There are essentially no hard rules for what a DM does in his own game. We want games to be consistent with the world we've collaboratively created, out of respect for the community, and we generally want to avoid things like world-ending scenarios, but other than that, DMs can do basically whatever they want.
Mind Flayers aren't open material. But if you want to use them in your game, please do! DMs can have any kind of monster, from any material, and have NPCs with levels in classes from any source book. Want to run a published adventure? Go for it! The judges will help you put into the context of our world, and then you can run with it.
In your own game, you, the DM, make the rules. The adventure approval process and the judges are here to help keep the world mostly consistent and mostly balanced, not to stifle creativity and scare away potential DMs.

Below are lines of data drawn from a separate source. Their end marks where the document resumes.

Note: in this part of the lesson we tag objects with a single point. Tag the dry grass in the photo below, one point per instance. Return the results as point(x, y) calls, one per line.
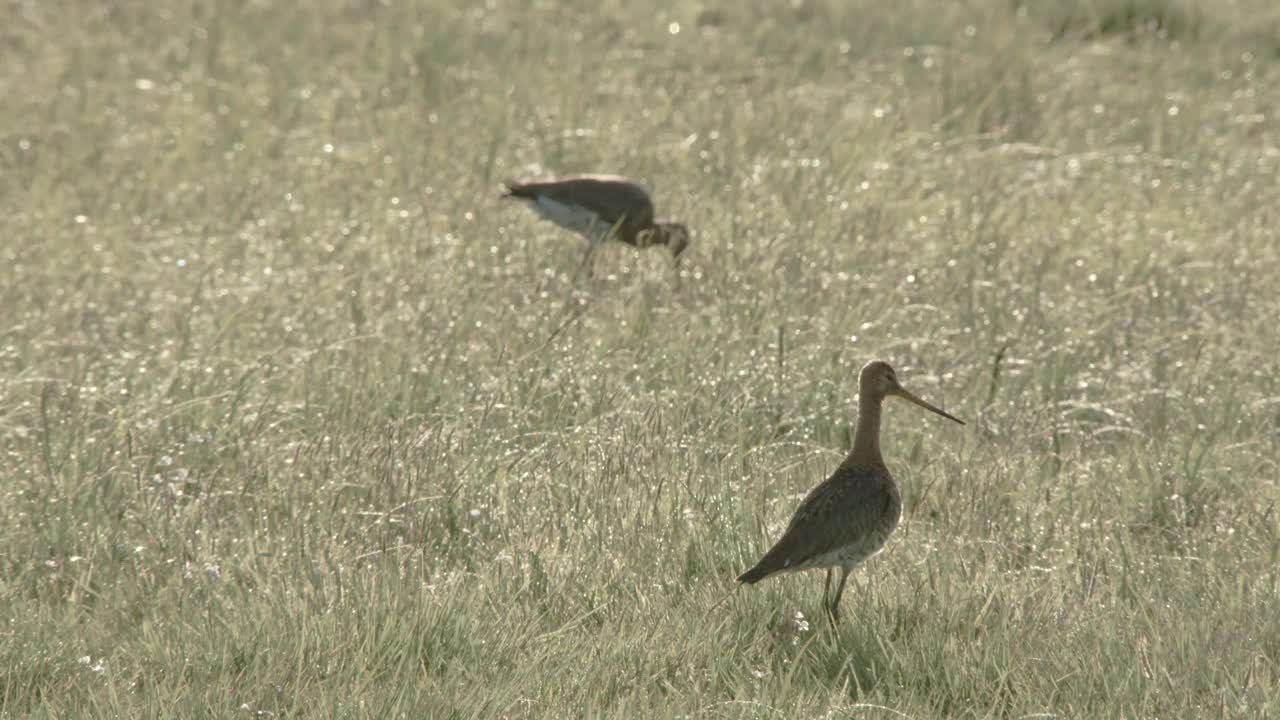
point(297, 419)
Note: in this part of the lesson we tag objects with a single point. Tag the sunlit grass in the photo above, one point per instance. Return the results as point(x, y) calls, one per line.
point(298, 419)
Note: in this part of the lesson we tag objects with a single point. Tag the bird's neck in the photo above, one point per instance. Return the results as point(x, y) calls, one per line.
point(867, 434)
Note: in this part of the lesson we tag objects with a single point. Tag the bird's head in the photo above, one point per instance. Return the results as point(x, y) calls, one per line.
point(878, 379)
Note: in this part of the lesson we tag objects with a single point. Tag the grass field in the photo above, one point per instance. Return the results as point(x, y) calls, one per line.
point(298, 419)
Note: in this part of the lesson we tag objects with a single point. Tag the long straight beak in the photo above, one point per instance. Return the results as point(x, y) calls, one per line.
point(903, 392)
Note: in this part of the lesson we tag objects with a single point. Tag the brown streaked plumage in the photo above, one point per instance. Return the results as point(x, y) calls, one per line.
point(851, 514)
point(599, 208)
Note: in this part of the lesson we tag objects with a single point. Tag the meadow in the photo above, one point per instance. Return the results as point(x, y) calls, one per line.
point(300, 419)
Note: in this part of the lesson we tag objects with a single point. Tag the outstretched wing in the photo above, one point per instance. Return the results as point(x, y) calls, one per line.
point(612, 199)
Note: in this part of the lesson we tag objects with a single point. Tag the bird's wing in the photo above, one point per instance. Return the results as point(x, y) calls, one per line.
point(612, 199)
point(848, 507)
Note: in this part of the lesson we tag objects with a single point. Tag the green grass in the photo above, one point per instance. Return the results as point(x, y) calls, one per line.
point(297, 419)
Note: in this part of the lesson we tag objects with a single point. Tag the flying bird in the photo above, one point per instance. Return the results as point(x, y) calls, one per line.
point(600, 208)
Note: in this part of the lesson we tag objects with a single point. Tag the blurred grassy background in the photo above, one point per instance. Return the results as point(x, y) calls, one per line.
point(298, 419)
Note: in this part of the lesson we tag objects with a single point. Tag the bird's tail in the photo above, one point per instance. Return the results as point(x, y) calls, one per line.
point(512, 188)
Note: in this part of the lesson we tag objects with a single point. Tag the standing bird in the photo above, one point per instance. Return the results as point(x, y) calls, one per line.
point(599, 208)
point(848, 518)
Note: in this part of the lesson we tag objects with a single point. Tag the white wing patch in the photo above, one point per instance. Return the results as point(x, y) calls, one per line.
point(572, 217)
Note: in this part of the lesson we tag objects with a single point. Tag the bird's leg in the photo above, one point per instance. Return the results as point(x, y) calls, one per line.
point(586, 259)
point(833, 609)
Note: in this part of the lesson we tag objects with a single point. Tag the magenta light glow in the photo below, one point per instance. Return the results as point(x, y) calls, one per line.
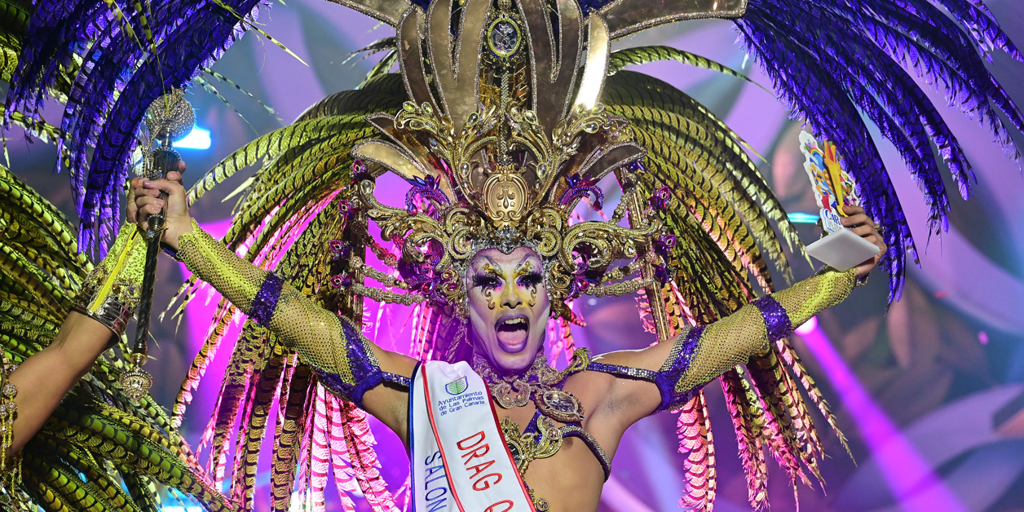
point(807, 327)
point(913, 483)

When I've submitted adventures, I've gotten nothing but positive feedback, and sometimes some inspiration that made my adventures even better. Think of the living world as a springboard for your ideas, rather than a spell of planar binding.
The bureaucracy is incredibly loose, so don't let the proposal deter you. As long as you have some sort of plan for scaling the adventure, we will approve a wide range of levels. Even if you have doubts, send what you have our way, and we'll work out the kinks together.
Gods willing, soon we'll finally get some of those no-good, gambling fools out of the inn and on the road.